僕が人生で唯一、親友だと思い、それを実際口にした彼に、僕は少しだけ憧れの様な気持ちを抱いていた。
彼はそれなりに背が高くて顔立ちが整っていたのでかなりモテていた。彼の側ではいつも僕は二番目だった。
いつかコイツの目の前で誰かの一番になりたいな。

僕に彼女が出来ても、僕は彼の前でそんな事を想い続けていた。
それは見てくれがどうとか、モテるモテないの次元じゃなかった。
彼への憧れはそのストイックさにあった。

左利きなのに本格的に始めたら困る、という理由で右利き用のギターを使用していた。
コードもロクに弾けなかった中学時代、彼は耳コピだけでとあるミュージシャンのギターソロを完コピして見せたりしていた。

HIPHOPにのめり込む様になると様々なリリックを頭の中に叩き込み、いつもブツブツ呟いていた。
ゲームの腕前も凄くて、グラディウスのレベルMAXをノーミスで全クリしてしまう程だった。
しかも、半分寝ながらだ。

中学の頃に出会い、高校も同じだった。
高校三年になってクラスが離れ、友人関係も変わった。
その一年、僕は彼を放置し続けた。
その後の一年も、バンドが忙しく遊んでる暇なんか無かった。

高校卒業後、久しぶりに会った近所に住んでいるはずの彼は、すっかり見る影もない程に変わり果てていた。
働かず、暗い部屋に一日中引きこもってラップを呟きながら延々と古いゲームをプレイしていた。

一年以上遊びに行っていなかったので、久しぶりに会った時に何て言葉を掛けて良いのか分からなかった。

僕は彼の横でビールを飲みながら、彼のプレイするグラディウスをただ眺める事しか出来なかった。
彼もまた、僕が来ても言葉を発しなかった。

一時間か二時間が経った頃、僕は耐え切れず声を掛けた。

「何してんの?」
「本当、俺。
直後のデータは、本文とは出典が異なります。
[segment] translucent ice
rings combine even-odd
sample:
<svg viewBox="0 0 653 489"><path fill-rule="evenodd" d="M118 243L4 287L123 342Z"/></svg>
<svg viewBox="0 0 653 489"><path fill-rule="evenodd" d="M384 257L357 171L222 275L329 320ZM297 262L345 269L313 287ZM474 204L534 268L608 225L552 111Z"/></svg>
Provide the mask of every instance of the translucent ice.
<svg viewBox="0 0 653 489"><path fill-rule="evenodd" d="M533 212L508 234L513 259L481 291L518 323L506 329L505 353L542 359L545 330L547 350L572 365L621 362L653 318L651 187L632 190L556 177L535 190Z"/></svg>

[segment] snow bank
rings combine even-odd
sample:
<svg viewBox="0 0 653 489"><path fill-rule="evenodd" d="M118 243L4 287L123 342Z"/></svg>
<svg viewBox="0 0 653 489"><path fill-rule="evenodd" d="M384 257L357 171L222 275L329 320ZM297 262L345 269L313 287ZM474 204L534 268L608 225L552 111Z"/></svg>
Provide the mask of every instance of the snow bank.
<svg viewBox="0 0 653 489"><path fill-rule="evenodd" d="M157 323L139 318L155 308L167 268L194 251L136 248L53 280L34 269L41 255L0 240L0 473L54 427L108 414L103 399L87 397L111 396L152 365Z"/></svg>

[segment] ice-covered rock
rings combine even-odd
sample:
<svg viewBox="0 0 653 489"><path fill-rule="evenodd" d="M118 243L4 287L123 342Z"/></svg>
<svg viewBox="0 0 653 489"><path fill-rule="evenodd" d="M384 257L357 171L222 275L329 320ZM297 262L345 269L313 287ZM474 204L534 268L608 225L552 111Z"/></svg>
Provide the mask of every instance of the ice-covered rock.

何してるんかさ」

そう言って彼は笑い出した。僕もつられて笑った。
その後、ゲラゲラと二人で笑い続けた。

それからしばらくしてバイトを始めた友人と、バンドを解散した僕は数人の仲間で遊ぶようになった。
それから女の子達も集まる様になって、毎週毎週郊外のアパートに集まってどんちゃん騒ぎをやらかした。

そんな中で友人はかつての同級生へ恋の感情を抱き、それなりにそれなりの事があった。
周りは僕も含めて「良いんじゃない」って感じだったけれど、彼も彼女も、頑なにそれを言おうとはしなかった。

ある日、僕がその集まりから抜ける事になった。
当時付き合っていた彼女がキレにキレたのだ。
考えてみれば「皆と遊びたいから今週はゴメン」、なんて言う彼氏はどうかと思うし、彼女は良く耐えてくれていたと思う。

自然とリーダー格のようにされていた僕は数人から引き止められた

「まとまり無くなるから黙って来ればいいじゃん!」

けど、そんな事は出来なかった。
友人も、そんな事は言わなかった。

その代わり、皆といる時には引っ込み事案なはずの友人が僕にこんな事を言い出した。

「俺がたけちゃんの代わりになるよ。皆をまとめるにはどうしたら良いんかさ?」

それからまた、二人きりで遊ぶ機会が増えた。
家も近所だったし、時間は限りない程あるものだとばかり思っていた。

バンドを解散したついでに、彼とバンドを組む事にした。
身近な友人と大人になってからバンドを組むなんて物凄く小っ恥ずかしかったけど、彼のギターは上手かったのだ。
彼は大喜びしてくれた。二人で新しいギターも買いに出掛けた。
ちょうどこんな季節の出来事だった。

鬱を叫ぶミクスチャーロックをやろう。
社会に楯突いて、痛い所を沢山突いてやろう。
そんなビジョンを二人で山ほど語った。
語るにはタダの夢も、いざ追い掛ければ金は要る。
録音機材は僕が持っていたから、エフェクターなんかは分担して揃えよう、なんて話していた。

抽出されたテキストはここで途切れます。